= Robotic Optical Transient Search Experiment =

The Robotic Optical Transient Search Experiment (ROTSE) is a multi-telescope experiment designed to observe the optical afterglow of gamma-ray bursts. The experiment currently consists of four telescopes located in Australia, Namibia, Turkey, and at the McDonald Observatory near Fort Davis, Texas.

The Namibian telescope is located at the High Energy Stereoscopic System site in the Gamsberg mountains south-west of the capital Windhoek.

The ROTSE project is a collaboration of astrophysicists from the University of Michigan, Los Alamos National Laboratory, Lawrence Livermore National Laboratory, the University of New South Wales (Australia) and the Max Planck Institute for Nuclear Physics (Germany).

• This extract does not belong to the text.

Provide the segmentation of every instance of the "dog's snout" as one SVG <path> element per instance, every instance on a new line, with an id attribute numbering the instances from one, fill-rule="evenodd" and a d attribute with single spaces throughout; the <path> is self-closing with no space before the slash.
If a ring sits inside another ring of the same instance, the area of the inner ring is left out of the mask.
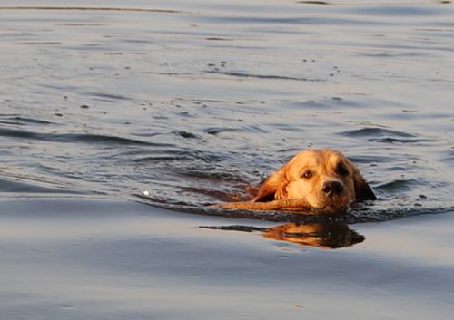
<path id="1" fill-rule="evenodd" d="M 321 188 L 327 196 L 340 196 L 343 191 L 342 184 L 339 181 L 326 181 Z"/>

The original ROTSE-I had four telephoto lenses of 11 cm aperture, covering a 16x16 degree field of view. This detected the first afterglow of a GRB while the burst was still ongoing, but this was the only burst detected by ROTSE or the very similar Livermore Optical Transient Imaging System. Therefore, ROTSE-II was designed, also featuring a large field of view, but it was never built, since new satellites such as HETE-2 and SWIFT could provide smaller error boxes, making a huge field of view unnecessary. This led to the design of ROTSE-III, a more or less conventional telescope designed for fast slewing and operation at multiple locations around the world.